Oasis looks to SMAs and ETFs

Wednesday, 15 July 2009 12:20pm

Following adviser feedback, platform provider Oasis Asset Management is looking to add exchange traded funds and separately managed accounts into its platform, while boosting its direct shares offering.

Andrew Rawlinson, director of distribution at Oasis, said the firm is in the process of reviewing ETF products in the market and considering adding them to its services.

"Like most providers we've been asked to consider ETFs on our investment list for our clients and we're in the process of looking at that at the moment," he said.

The firm is also upgrading its direct shares offering - a move that is in line with increasing adviser calling for better direct shares services.

"[Advisers] are very much exploring the use of going direct as opposed to just fund managers.

"Clearly a lot of independent financial advisers are starting to place their attention there and that also leads directly to ETFs," he said.

Meanwhile Oasis is also looking at the separately managed account sector, which Rawlinson said has been another area that has come under increasing attention by advisers.

With high management and product fees in the spotlight, both investors and advisers are turning towards more cost-efficient alternatives, such as SMAs, to navigate their investments.

Oasis said it recognised that direct shares, ETFs and SMAs were likely to grow exponentially within the next few years, and its business developments will focus strongly on those trends.

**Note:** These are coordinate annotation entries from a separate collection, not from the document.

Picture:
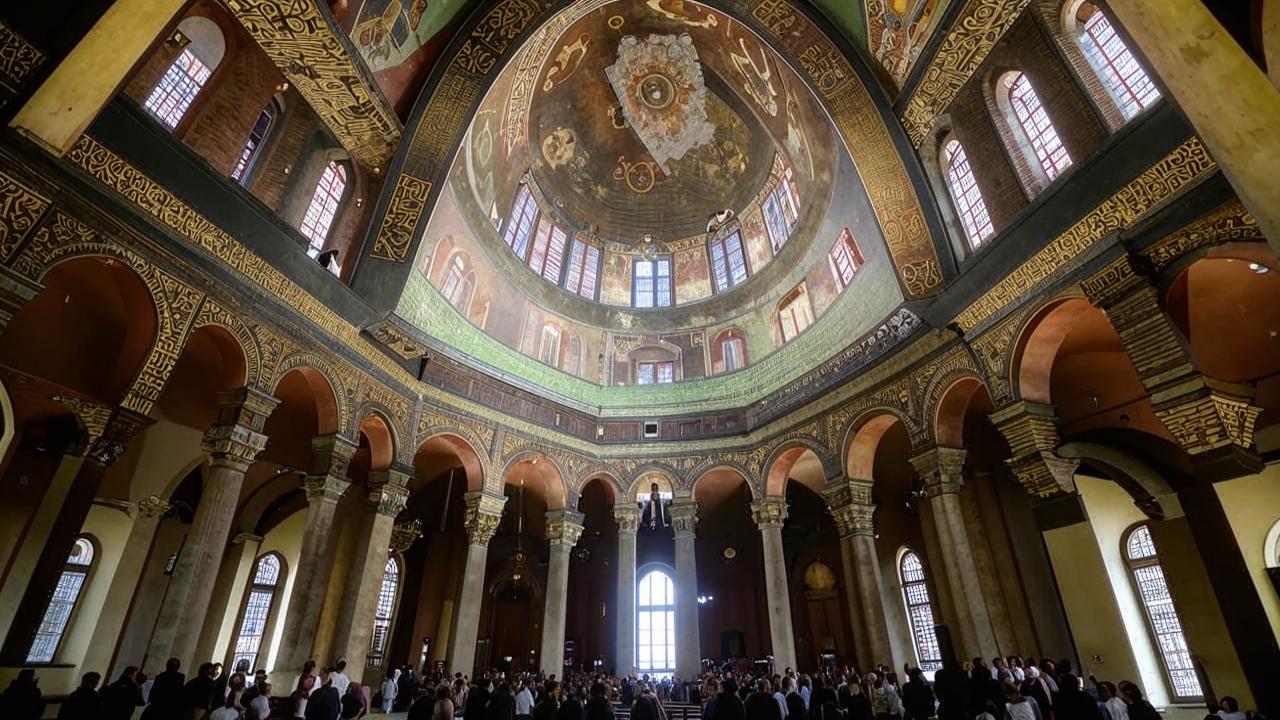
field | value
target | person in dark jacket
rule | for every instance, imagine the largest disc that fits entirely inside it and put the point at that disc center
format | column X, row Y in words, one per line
column 598, row 706
column 85, row 702
column 762, row 705
column 167, row 700
column 22, row 700
column 502, row 705
column 918, row 697
column 122, row 697
column 324, row 703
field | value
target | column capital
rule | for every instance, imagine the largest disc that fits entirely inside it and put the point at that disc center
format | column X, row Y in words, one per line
column 152, row 506
column 483, row 515
column 325, row 488
column 627, row 516
column 330, row 455
column 769, row 513
column 684, row 516
column 565, row 527
column 941, row 468
column 851, row 506
column 1031, row 429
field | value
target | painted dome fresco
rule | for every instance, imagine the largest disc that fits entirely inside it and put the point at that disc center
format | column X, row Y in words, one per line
column 650, row 192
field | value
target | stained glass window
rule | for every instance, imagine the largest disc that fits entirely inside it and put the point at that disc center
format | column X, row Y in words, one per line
column 257, row 610
column 650, row 285
column 656, row 624
column 520, row 224
column 728, row 261
column 1148, row 579
column 844, row 259
column 62, row 605
column 584, row 267
column 1037, row 127
column 324, row 206
column 965, row 194
column 383, row 613
column 919, row 611
column 1124, row 77
column 178, row 87
column 650, row 373
column 254, row 144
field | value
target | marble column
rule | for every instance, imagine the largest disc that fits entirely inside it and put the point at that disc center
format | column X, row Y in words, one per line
column 850, row 501
column 627, row 518
column 124, row 583
column 684, row 522
column 324, row 484
column 942, row 470
column 387, row 497
column 769, row 515
column 233, row 442
column 481, row 518
column 563, row 529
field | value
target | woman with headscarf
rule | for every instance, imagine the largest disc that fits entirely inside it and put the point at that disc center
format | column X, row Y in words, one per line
column 391, row 686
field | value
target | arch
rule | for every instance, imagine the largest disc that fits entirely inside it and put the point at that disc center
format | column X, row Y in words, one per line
column 1037, row 346
column 949, row 411
column 382, row 440
column 544, row 469
column 784, row 458
column 327, row 388
column 1151, row 492
column 862, row 443
column 451, row 442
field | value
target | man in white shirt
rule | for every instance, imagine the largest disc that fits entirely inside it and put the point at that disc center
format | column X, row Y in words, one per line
column 524, row 701
column 339, row 679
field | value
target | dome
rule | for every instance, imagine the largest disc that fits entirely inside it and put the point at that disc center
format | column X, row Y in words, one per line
column 649, row 192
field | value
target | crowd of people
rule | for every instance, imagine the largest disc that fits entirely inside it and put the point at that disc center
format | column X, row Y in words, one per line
column 1009, row 688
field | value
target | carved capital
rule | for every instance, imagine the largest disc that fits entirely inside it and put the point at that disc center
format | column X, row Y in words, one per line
column 769, row 513
column 684, row 518
column 1031, row 429
column 850, row 504
column 941, row 469
column 332, row 455
column 152, row 506
column 565, row 527
column 483, row 515
column 325, row 488
column 627, row 516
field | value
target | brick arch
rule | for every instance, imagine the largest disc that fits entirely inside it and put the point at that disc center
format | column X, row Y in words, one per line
column 1037, row 343
column 333, row 406
column 475, row 464
column 863, row 438
column 557, row 496
column 784, row 456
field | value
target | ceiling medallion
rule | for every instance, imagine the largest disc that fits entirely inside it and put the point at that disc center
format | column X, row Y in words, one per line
column 658, row 81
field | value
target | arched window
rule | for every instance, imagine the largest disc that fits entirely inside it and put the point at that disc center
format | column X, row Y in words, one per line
column 844, row 259
column 254, row 142
column 1148, row 582
column 794, row 313
column 965, row 194
column 202, row 48
column 324, row 206
column 268, row 573
column 656, row 624
column 62, row 606
column 520, row 223
column 1036, row 126
column 919, row 611
column 383, row 613
column 1124, row 77
column 458, row 283
column 728, row 260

The Oasis Group is made up of three companies, Oasis Asset Management Limited, Oasis Fund Management Limited and MoneyOne.Com.Au Limited.

Oasis Asset Management manages the client service, administration processing and accounting functions.

Oasis Fund Management Limited is the trustee and operator of a superannuation master trust and Investor Directed Portfolio Service (IDPS) products.

MoneyOne.Com.Au Limited is responsible for the development of desktop and online services for financial advisers and investors.

The firm is 73 per cent owned by ING.